By Chrysta Naron
Henry was a Go Fish shark. He was a legend among my Pre-K classes: The best Go Fish player you’d ever seen under the age of five. He played it every day in class. He played it to the point where none of the other kids wanted to play anymore. But Henry refused to play any other games.
It happened to be April—aka National Poetry Month—and our class was focusing on rhyming. So I decided to freshen up Go Fish and make it all about rhymes. The result was this awesome free rhyming game for kids that you can easily make at home. The children loved getting to help create the game, and so they were all eager to play. And as for Henry, it was close enough to the regular card game that he was happy, too. Everybody won!
Rhyming is a very important literacy skill that prepares kids for reading. Children love to be active participants in their learning, and they love it even more when grownups play with them. What’s more, this rhyming game is free and only takes about 10 minutes to make! This game ticks all the boxes, in my book.

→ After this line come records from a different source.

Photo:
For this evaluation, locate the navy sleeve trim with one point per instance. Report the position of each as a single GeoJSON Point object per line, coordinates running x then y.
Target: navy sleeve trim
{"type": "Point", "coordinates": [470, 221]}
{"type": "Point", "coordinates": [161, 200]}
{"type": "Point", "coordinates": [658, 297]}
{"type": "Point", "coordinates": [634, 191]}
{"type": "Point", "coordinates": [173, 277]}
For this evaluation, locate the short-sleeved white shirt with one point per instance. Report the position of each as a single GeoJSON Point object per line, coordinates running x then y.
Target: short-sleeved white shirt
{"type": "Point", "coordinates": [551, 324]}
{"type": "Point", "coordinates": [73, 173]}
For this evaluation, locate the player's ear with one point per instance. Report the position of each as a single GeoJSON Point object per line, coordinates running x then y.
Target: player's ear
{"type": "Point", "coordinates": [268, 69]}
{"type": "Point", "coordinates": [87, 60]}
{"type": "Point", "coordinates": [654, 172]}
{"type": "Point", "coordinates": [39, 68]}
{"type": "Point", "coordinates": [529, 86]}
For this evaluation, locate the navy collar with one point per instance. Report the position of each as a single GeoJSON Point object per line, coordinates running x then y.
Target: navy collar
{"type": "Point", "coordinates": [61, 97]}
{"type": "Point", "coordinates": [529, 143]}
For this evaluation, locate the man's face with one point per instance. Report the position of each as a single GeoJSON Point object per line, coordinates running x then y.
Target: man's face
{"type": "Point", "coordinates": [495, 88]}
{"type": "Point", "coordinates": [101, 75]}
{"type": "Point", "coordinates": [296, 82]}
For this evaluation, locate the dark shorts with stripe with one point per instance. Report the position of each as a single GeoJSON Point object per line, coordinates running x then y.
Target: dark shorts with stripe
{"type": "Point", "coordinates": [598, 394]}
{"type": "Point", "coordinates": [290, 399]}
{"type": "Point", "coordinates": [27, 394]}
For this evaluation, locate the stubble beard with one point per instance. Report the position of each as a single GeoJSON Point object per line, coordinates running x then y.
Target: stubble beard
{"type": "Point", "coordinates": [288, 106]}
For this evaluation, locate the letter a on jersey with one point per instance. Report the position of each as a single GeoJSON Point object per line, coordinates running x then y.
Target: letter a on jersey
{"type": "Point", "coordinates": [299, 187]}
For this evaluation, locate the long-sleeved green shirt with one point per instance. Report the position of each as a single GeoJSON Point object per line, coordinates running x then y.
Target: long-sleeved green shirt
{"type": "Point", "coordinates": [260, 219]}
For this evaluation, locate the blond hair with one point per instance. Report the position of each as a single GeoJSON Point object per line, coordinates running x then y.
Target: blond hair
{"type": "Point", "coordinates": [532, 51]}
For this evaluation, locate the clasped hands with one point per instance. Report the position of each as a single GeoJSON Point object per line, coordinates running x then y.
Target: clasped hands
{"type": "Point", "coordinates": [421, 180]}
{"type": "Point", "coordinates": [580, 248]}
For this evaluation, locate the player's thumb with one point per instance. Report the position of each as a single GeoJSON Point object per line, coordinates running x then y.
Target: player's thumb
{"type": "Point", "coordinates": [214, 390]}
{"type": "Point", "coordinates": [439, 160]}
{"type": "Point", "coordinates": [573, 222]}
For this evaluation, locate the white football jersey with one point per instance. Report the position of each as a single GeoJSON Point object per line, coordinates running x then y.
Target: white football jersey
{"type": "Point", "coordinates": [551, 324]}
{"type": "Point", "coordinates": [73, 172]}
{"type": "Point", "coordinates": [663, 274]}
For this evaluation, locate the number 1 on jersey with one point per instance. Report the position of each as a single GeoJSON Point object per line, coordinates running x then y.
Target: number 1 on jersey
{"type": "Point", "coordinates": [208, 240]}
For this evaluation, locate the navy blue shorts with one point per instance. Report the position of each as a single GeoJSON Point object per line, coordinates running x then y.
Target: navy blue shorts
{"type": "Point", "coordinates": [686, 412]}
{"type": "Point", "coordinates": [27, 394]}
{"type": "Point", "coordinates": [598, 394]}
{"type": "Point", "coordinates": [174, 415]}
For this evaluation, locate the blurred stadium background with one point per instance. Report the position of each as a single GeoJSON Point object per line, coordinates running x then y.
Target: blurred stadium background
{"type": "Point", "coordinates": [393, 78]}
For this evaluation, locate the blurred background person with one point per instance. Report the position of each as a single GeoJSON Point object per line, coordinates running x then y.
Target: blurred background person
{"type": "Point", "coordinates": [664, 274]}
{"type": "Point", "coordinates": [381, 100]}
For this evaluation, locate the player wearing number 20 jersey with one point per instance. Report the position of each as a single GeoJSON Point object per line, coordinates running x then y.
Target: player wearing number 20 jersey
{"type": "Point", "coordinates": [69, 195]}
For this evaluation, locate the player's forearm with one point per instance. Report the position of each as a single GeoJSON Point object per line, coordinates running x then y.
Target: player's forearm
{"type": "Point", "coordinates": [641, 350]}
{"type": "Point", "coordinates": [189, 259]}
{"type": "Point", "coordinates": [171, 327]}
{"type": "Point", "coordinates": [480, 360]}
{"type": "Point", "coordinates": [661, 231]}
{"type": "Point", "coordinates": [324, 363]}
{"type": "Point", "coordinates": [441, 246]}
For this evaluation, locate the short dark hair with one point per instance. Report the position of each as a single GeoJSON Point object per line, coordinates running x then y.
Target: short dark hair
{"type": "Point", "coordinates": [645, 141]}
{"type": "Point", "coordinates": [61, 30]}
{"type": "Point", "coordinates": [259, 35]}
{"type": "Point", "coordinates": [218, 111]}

- Index cards (or sturdy paper/thin cardboard to cut up)
- Pencil, crayons, etc.
- Scissors, if using paper to cut up
Cost: It’s free! If you don’t have index cards on hand, just use cardstock or thick paper to cut into cards. You can even get creative and use thinner cardboard from boxes or containers that you would have recycled.

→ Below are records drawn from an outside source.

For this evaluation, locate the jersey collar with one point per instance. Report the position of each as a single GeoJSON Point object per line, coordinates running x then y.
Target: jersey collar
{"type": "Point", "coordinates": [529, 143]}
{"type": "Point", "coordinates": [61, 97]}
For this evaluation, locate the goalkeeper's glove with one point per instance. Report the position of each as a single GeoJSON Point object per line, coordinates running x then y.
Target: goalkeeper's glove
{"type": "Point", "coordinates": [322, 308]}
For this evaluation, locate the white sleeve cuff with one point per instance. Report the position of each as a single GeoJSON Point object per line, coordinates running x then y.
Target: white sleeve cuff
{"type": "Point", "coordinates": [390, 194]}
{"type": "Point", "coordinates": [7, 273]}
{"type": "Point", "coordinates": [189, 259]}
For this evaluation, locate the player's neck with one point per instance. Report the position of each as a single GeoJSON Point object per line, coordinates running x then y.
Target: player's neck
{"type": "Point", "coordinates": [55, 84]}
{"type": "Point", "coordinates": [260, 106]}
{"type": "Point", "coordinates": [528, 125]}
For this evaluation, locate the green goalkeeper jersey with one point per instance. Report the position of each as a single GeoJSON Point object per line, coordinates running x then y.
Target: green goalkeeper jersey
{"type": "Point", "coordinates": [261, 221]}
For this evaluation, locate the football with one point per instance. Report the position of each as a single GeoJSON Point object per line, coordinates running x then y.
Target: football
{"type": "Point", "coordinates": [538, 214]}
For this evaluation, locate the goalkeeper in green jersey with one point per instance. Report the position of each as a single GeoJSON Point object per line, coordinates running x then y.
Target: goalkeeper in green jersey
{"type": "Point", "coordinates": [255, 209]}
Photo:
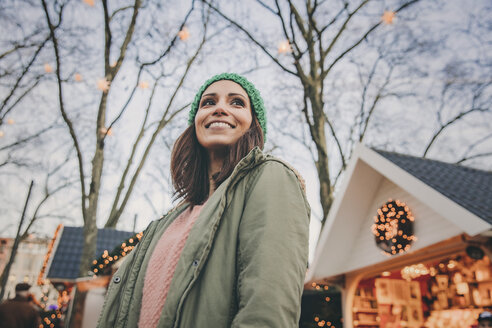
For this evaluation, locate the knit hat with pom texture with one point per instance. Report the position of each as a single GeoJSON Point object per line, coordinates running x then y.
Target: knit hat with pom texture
{"type": "Point", "coordinates": [254, 97]}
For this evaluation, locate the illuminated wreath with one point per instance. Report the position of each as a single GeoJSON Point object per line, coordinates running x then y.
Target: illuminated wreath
{"type": "Point", "coordinates": [393, 227]}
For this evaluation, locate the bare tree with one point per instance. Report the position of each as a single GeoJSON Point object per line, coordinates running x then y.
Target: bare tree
{"type": "Point", "coordinates": [318, 38]}
{"type": "Point", "coordinates": [90, 190]}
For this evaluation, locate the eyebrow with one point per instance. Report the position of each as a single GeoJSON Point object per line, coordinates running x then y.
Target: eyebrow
{"type": "Point", "coordinates": [229, 95]}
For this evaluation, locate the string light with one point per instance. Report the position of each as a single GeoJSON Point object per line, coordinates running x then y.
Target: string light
{"type": "Point", "coordinates": [284, 47]}
{"type": "Point", "coordinates": [388, 17]}
{"type": "Point", "coordinates": [184, 34]}
{"type": "Point", "coordinates": [393, 227]}
{"type": "Point", "coordinates": [103, 264]}
{"type": "Point", "coordinates": [414, 271]}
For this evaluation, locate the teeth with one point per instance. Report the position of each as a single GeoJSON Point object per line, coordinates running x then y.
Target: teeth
{"type": "Point", "coordinates": [220, 124]}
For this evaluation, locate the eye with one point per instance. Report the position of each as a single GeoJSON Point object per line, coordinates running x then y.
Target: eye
{"type": "Point", "coordinates": [237, 102]}
{"type": "Point", "coordinates": [207, 102]}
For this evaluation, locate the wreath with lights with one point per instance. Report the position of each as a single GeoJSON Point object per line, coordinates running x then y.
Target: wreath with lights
{"type": "Point", "coordinates": [102, 265]}
{"type": "Point", "coordinates": [393, 227]}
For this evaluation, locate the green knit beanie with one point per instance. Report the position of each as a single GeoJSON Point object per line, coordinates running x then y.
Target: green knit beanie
{"type": "Point", "coordinates": [254, 97]}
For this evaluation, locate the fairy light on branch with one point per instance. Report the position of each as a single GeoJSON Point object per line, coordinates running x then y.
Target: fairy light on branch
{"type": "Point", "coordinates": [103, 264]}
{"type": "Point", "coordinates": [414, 271]}
{"type": "Point", "coordinates": [393, 227]}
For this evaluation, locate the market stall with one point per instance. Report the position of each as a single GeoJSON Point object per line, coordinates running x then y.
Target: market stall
{"type": "Point", "coordinates": [408, 243]}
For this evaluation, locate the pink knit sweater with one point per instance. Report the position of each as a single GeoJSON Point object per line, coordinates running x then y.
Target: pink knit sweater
{"type": "Point", "coordinates": [162, 265]}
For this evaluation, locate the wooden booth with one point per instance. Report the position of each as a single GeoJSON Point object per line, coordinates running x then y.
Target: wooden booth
{"type": "Point", "coordinates": [408, 243]}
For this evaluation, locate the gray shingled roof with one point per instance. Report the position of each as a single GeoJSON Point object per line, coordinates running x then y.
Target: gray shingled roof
{"type": "Point", "coordinates": [66, 260]}
{"type": "Point", "coordinates": [470, 188]}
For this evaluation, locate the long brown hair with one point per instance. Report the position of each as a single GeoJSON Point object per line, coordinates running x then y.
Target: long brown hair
{"type": "Point", "coordinates": [189, 162]}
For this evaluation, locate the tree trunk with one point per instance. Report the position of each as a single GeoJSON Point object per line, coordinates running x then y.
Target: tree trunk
{"type": "Point", "coordinates": [13, 253]}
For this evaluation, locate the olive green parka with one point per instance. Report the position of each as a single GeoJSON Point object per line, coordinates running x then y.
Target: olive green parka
{"type": "Point", "coordinates": [243, 264]}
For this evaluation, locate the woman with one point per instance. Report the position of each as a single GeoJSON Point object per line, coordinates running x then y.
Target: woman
{"type": "Point", "coordinates": [234, 252]}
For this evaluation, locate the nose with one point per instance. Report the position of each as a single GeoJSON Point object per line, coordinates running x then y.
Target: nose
{"type": "Point", "coordinates": [220, 110]}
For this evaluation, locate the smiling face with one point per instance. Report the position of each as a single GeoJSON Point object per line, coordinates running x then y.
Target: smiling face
{"type": "Point", "coordinates": [223, 116]}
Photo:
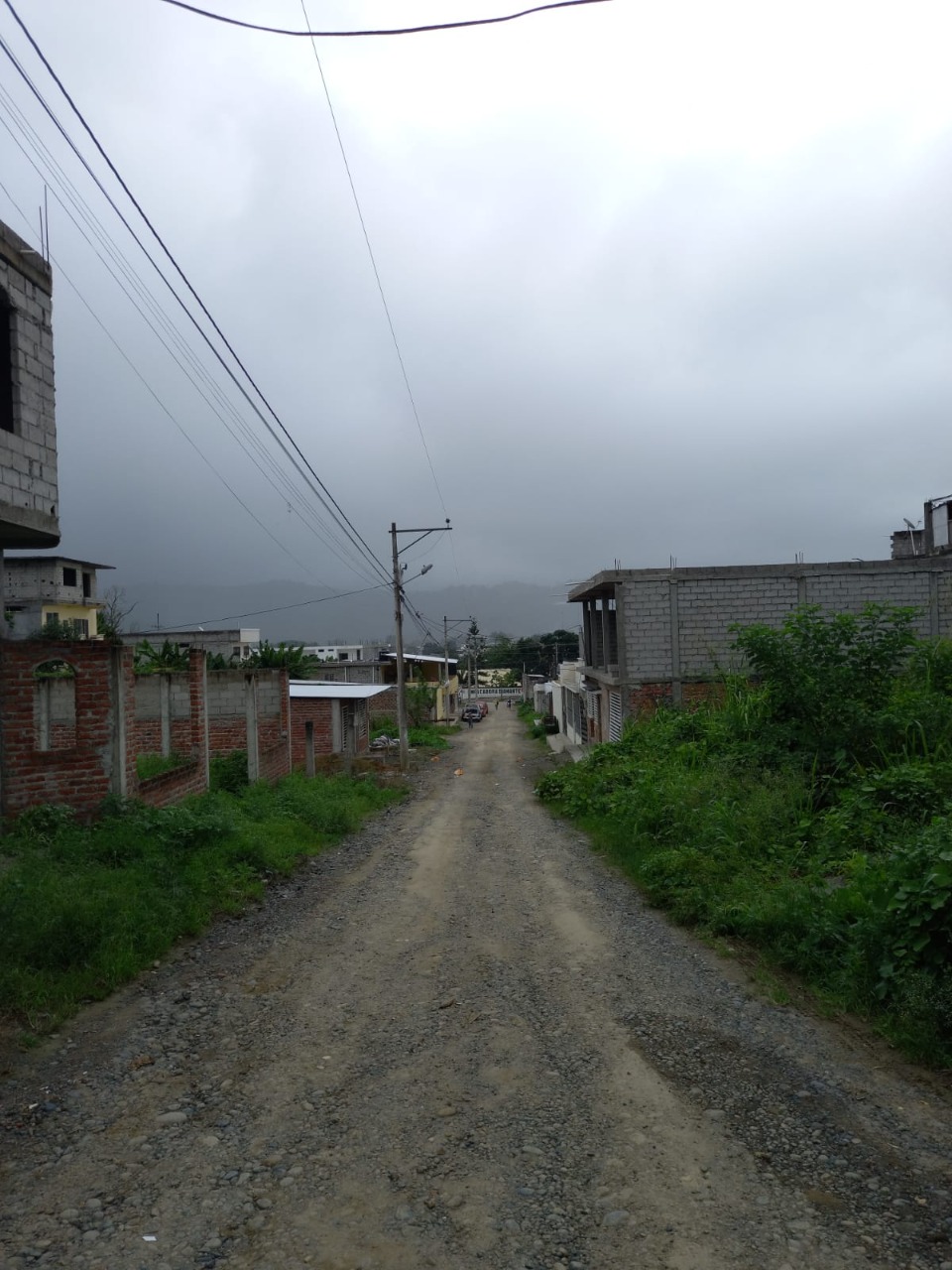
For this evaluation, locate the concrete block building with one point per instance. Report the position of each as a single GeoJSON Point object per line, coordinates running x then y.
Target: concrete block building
{"type": "Point", "coordinates": [50, 588]}
{"type": "Point", "coordinates": [238, 642]}
{"type": "Point", "coordinates": [662, 635]}
{"type": "Point", "coordinates": [28, 474]}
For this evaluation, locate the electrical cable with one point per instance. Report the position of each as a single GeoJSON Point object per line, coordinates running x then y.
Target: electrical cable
{"type": "Point", "coordinates": [55, 173]}
{"type": "Point", "coordinates": [162, 405]}
{"type": "Point", "coordinates": [262, 612]}
{"type": "Point", "coordinates": [391, 31]}
{"type": "Point", "coordinates": [373, 264]}
{"type": "Point", "coordinates": [316, 484]}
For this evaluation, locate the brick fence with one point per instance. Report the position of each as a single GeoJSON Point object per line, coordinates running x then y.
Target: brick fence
{"type": "Point", "coordinates": [75, 716]}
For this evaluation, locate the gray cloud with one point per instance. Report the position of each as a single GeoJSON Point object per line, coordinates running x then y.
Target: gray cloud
{"type": "Point", "coordinates": [655, 296]}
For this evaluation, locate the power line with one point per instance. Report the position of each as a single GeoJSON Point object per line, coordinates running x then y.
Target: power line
{"type": "Point", "coordinates": [162, 405]}
{"type": "Point", "coordinates": [315, 484]}
{"type": "Point", "coordinates": [56, 175]}
{"type": "Point", "coordinates": [373, 264]}
{"type": "Point", "coordinates": [391, 31]}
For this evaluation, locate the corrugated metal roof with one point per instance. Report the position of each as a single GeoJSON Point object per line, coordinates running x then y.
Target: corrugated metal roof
{"type": "Point", "coordinates": [335, 691]}
{"type": "Point", "coordinates": [417, 657]}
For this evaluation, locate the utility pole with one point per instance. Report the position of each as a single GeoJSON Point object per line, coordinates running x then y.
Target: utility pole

However, it’s well worth getting index cards on hand (they’re one of our must-have tools for teaching kids to read), and you can usually pick some up for under $2!

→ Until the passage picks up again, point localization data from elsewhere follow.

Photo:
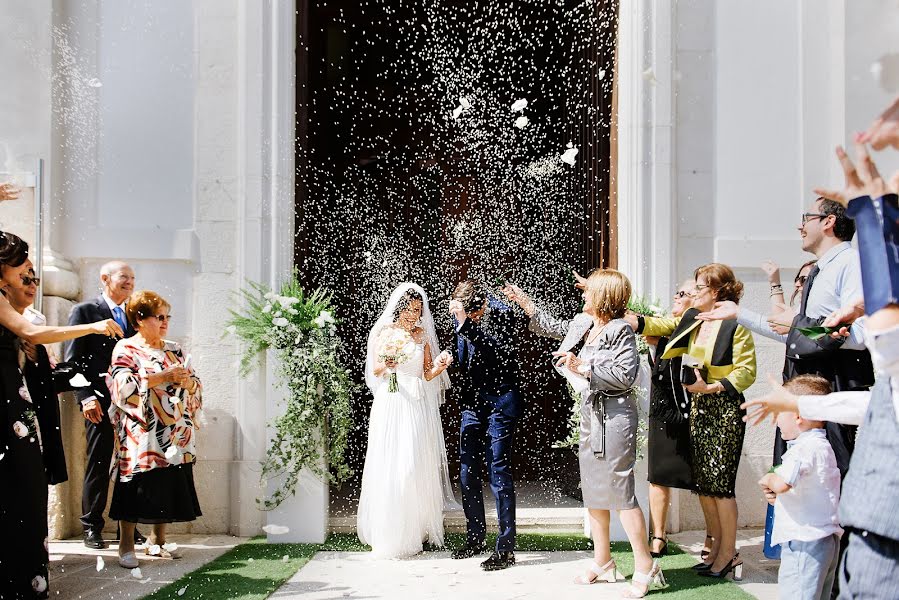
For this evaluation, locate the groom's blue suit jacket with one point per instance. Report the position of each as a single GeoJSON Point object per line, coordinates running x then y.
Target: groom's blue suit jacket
{"type": "Point", "coordinates": [486, 353]}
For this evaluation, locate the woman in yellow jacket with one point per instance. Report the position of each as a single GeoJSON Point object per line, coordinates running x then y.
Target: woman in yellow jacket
{"type": "Point", "coordinates": [725, 356]}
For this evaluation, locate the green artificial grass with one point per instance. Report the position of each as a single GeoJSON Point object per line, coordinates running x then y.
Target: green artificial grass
{"type": "Point", "coordinates": [255, 569]}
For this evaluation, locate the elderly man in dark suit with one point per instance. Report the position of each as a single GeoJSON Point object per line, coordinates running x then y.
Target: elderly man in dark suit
{"type": "Point", "coordinates": [91, 356]}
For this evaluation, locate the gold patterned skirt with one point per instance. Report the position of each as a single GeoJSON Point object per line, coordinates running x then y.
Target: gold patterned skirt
{"type": "Point", "coordinates": [716, 439]}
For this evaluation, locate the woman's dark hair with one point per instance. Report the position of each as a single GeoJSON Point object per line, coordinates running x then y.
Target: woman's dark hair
{"type": "Point", "coordinates": [722, 280]}
{"type": "Point", "coordinates": [405, 300]}
{"type": "Point", "coordinates": [13, 249]}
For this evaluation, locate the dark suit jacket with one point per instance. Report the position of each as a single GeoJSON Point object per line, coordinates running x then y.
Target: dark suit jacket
{"type": "Point", "coordinates": [486, 353]}
{"type": "Point", "coordinates": [41, 386]}
{"type": "Point", "coordinates": [92, 354]}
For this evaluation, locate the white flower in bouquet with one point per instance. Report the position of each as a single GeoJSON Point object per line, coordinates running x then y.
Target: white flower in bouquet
{"type": "Point", "coordinates": [323, 318]}
{"type": "Point", "coordinates": [397, 345]}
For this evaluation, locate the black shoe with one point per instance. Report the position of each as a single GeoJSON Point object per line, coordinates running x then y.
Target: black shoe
{"type": "Point", "coordinates": [732, 568]}
{"type": "Point", "coordinates": [499, 561]}
{"type": "Point", "coordinates": [467, 551]}
{"type": "Point", "coordinates": [661, 552]}
{"type": "Point", "coordinates": [93, 539]}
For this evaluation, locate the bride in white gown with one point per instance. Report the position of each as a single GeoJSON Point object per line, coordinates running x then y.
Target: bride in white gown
{"type": "Point", "coordinates": [405, 482]}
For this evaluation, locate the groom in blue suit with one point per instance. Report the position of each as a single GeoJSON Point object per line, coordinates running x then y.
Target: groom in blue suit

Step 1: Gather or cut out 40 index cards, and create 10 sets of 4 cards each.
Step 2: Each set of four cards will be its own rhyming family. With your child’s help, choose four rhyming words for each set, and write one on each card of the set. For example, one set might be “cat,” “sat,” “mat,” and “hat.” Another set might be “dog,” “log,” “frog,” and “bog.”
Tip: Write the words in crayon or pencil if your cards are on the thinner side, because markers may show through on the other side!
Step 3: After all the sets are complete, decorate with simple drawings of each item! This allows kids who aren’t reading yet to play. Rhyming is an important skill for pre-readers, so this step is key!
Tip: Make sure to only decorate the side with the word written on it. The backs should be blank, to avoid giving away matches during the game.
Step 4: Shuffle the cards and play Go Fish. The regular rules of seeking out matching pairs apply, but instead of asking for a number, ask for a rhyme. The person with the most sets of rhymes at the end wins!
As your child gains reading skills, you can modify the game. You can create sets that match in alliteration (i.e., their starting sounds match, like “cat” and “cup”) or make sets of two with homonyms (words that sound the same but have different meanings).
I’d love to know: How does your family make time to rhyme? Share your ideas!